Organizado desde 2010, o Fraunhofer Portugal Challenge procura encorajar a cooperação entre a indústria e a comunidade científica, motivando e premiando a investigação de utilidade prática. Anualmente, são distinguidas as melhores ideias nas áreas de Tecnologias de Informação e Comunicação, multimédia e ciências relacionadas. O concurso [regulamento] envolve duas categorias – Mestrado (MSc) e Doutoramento (PhD) – sendo premiados três finalistas em cada uma delas. Do júri, composto por um painel de especialistas convidados, faziam parte nomes como Filipe Araújo, vereador da Inovação e Ambiente da Câmara Municipal do Porto, João Ferreira, da Faculdade de Engenharia da Universidade do Porto, e representantes de empresas, como Marco Marques, da Bosch; e José Oliveira, da Vodafone Portugal.
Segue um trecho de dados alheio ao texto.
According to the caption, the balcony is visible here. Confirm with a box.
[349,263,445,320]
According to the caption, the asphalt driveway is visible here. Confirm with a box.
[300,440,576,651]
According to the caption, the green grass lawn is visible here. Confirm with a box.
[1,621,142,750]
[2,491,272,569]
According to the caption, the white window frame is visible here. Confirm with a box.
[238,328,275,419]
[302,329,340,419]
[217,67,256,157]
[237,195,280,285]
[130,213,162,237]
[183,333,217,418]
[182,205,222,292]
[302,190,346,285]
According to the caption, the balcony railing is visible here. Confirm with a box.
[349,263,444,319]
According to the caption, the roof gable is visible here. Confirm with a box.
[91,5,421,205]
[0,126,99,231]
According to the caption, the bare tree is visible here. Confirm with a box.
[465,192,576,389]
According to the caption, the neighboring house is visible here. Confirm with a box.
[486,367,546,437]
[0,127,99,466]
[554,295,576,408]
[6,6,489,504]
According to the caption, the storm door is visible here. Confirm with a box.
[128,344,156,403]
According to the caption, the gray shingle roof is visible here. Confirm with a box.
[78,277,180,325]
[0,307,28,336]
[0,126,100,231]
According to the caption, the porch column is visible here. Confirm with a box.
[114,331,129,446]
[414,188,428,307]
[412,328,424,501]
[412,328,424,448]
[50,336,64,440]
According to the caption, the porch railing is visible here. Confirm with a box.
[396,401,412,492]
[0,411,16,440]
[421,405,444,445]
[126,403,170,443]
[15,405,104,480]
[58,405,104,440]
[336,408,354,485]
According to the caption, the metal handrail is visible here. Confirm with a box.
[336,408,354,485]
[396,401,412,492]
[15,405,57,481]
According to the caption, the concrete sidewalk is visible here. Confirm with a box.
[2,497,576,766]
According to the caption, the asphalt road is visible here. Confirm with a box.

Ricardo Eleutério também apostou na saúde e saiu-se bem – o primeiro lugar na categoria MSc, no valor de dois mil euros, é prova disso. Com 23 anos e finalista do mestrado em Engenharia Biomédica pela Universidade Nova de Lisboa, desenvolveu “uma técnica não invasiva para detetar possíveis metástases do cancro da mama na região axilar” [que acontecem em 80% dos casos].
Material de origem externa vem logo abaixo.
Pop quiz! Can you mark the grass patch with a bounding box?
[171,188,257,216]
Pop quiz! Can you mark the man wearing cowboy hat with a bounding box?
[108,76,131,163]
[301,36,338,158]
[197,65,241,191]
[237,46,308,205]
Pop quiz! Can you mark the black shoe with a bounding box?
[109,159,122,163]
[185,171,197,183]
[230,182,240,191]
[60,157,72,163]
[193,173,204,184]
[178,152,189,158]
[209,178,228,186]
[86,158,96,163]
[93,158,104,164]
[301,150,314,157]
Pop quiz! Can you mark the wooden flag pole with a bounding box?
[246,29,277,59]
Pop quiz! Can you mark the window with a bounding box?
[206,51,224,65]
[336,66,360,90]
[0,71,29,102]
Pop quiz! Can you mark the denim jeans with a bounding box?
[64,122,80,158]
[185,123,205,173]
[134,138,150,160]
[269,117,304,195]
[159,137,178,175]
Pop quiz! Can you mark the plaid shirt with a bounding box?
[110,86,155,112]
Esta técnica, através da imagiologia por micro-ondas, oferece uma alternativa às usadas atualmente, consideradas ou insuficientes ou muito invasivas. É o caso da mais comum, a biópsia aos gânglios axilares, que implica um período de recuperação lento, algum risco de infeção e um desconforto, muitas vezes, desnecessário. “Isto vem preencher uma grande necessidade clínica”, afirma Ricardo.
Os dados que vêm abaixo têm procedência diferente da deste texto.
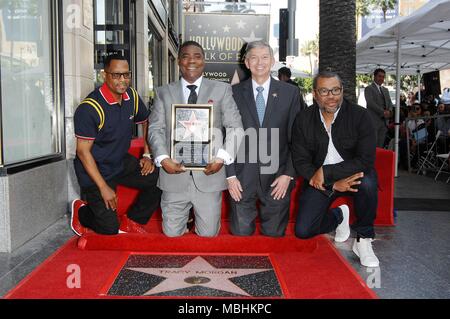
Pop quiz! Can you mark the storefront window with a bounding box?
[0,0,61,165]
[148,20,163,102]
[94,0,134,86]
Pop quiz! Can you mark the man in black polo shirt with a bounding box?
[71,55,161,236]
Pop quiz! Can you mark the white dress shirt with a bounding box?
[319,109,344,166]
[252,76,270,106]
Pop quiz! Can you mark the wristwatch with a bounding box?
[142,153,153,160]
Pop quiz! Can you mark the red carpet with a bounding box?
[6,234,377,299]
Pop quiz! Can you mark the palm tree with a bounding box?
[300,35,319,76]
[371,0,397,22]
[355,0,373,37]
[319,0,356,103]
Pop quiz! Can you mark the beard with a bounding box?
[316,97,344,114]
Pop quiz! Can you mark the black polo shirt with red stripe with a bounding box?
[74,84,149,187]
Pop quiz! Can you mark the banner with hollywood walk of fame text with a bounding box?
[184,13,270,84]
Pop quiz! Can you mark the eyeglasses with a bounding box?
[316,87,342,96]
[105,71,131,80]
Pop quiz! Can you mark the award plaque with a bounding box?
[170,104,213,170]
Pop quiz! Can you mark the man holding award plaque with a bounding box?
[149,41,243,237]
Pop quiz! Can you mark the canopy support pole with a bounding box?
[394,32,401,177]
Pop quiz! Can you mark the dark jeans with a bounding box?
[78,154,161,235]
[295,169,378,239]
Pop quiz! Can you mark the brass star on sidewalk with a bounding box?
[127,256,271,296]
A ideia foi da orientadora de Ricardo mas o estudante de Évora abraçou-a desde o início. Agora, com o doutoramento em vista, não tem dúvidas de que quer continuar a explorar esta área, ainda que esteja dependente de fundos. “Isto é completamente inovador, esta técnica não está a ser aplicada em mais nenhuma parte do mundo”, afirma. “E pode trazer tantos benefícios para tanta gente”.

Seis projetos premiados na final

A partilhar o pódio com Ricardo estiveram ainda Ana Pompili (segundo lugar, mil euros) e Karen Duarte (terceiro lugar, 500 euros). A primeira, uma italiana a dar cartas em Portugal, desenvolveu uma plataforma online para o tratamento de doentes afásicos. A segunda, aluna da Universidade de Coimbra, criou o SmartGuia. Um sistema de navegação para cegos, desenvolvido essencialmente para edifícios públicos.

Já na categoria de Paulo, o segundo lugar foi conquistado por Gilberto Almeida, com o EarGram, um software que auxilia músicos na manipulação de sinais áudio em contextos criativos. O terceiro coube a Pydi Ganga, com uma plataforma para desenvolver circuitos integrados com tecnologias a-GIZO TFT. Dois projetos da Universidade do Porto que ganharam 1500 e mil euros, respetivamente.

Este ano, o concurso recebeu centenas de inscrições de 12 universidades diferentes. 25% da Universidade do Porto, que liderou a “lista”, a par da Universidade Nova de Lisboa, com 13,9% dos candidatos. Para além dos prémios em dinheiro e tendo em conta o desempenho dos candidatos durante o processo de seleção, é-lhes dada ainda a possibilidade de integrar a equipa da Fraunhofer AICOS.